His mother left then, all bristling indignation and pursed lips in a perfumed, perfectly coiffed package, her perfume lingering on the air along with his irritation long after she’d gone. He stared out of the same window Isobel had blindly stared out of a short time ago, but the view didn’t escape him. Between the mountains Igueldo and Urgull, with its huge statue of Christ looking down and blessing the city, sprouted the wooded Isla de Santa Clara, forming a magnificent backdrop to the finest city beach in Europe.

He’d bought this apartment some years ago sight unseen after yet another argument with his mother. At the time he’d simply wanted a bolt-hole away from the family estate in Getaria, a twenty-minute drive away.

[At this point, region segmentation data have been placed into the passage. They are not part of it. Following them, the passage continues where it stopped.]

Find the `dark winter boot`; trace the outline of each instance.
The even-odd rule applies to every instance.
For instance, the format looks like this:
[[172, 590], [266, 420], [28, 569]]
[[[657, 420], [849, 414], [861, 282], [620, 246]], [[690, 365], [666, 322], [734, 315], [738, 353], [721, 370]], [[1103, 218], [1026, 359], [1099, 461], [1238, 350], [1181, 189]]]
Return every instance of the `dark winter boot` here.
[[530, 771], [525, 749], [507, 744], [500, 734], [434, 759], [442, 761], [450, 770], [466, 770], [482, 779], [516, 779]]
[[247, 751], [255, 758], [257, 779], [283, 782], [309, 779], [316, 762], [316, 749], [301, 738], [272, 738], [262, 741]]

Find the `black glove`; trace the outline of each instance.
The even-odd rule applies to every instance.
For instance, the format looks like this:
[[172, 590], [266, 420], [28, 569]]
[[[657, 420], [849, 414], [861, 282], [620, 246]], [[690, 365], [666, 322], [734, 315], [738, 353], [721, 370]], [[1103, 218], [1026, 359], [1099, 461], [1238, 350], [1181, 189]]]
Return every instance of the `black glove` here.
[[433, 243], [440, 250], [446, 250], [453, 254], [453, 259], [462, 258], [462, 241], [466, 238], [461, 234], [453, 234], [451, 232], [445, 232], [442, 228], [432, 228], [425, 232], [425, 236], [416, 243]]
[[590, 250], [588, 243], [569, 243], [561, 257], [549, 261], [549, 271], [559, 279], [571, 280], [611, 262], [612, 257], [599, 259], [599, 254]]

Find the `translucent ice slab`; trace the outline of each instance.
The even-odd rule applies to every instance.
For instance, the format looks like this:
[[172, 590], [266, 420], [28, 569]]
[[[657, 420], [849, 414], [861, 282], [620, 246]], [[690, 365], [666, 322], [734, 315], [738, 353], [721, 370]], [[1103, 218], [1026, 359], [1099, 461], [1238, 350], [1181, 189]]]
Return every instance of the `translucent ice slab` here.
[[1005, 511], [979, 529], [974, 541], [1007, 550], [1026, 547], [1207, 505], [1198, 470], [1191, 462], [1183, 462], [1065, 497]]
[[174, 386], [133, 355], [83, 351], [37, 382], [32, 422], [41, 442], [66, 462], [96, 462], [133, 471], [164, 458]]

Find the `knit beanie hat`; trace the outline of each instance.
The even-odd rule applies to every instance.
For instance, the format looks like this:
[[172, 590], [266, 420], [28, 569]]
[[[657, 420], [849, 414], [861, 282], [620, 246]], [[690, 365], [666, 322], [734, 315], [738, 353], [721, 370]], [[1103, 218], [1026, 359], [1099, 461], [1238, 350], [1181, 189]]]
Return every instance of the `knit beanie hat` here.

He’d got more than a bolt-hole as it turned out. He’d got the best view in the city. Today the white sandy curve of the bay was less crowded than it had been when he had left a month ago at the height of summer, most tourists content in September’s milder weather to promenade around the Concha rather than swim in its protected waters.

His gaze focused in on the beach, the insistent ache in his groin returning. Bianca used to spend her days on the sand, working on her tan. To good effect, if he remembered correctly, even if his mother couldn’t see the advantages of long tanned limbs over a spotless floor.

He scanned the beach. Maybe Bianca was down there right now. He pulled his phone from his pocket and searched for her number. Isobel must have paid her extremely well for her to keep the news of her sudden eviction from him. But if she was still in the area …

Halfway to calling he paused, before repocketing the phone. What was he doing? It was one thing to have her waiting here for him. It was another entirely to go searching for her. Did he really want to give her the wrong idea? After all, she’d been almost at her use-by date as it was.

Bianca had known that. He’d made it plain when she’d started that she’d be looking for another position inside three months. Which probably explained why she’d gone so quietly. Because she’d always known the position was temporary.

Still he growled his displeasure as he tugged at his tie and pushed himself away from the windows. Because on top of having to find himself a new live-in cleaner, it meant that tonight he’d just have to settle for a cold shower.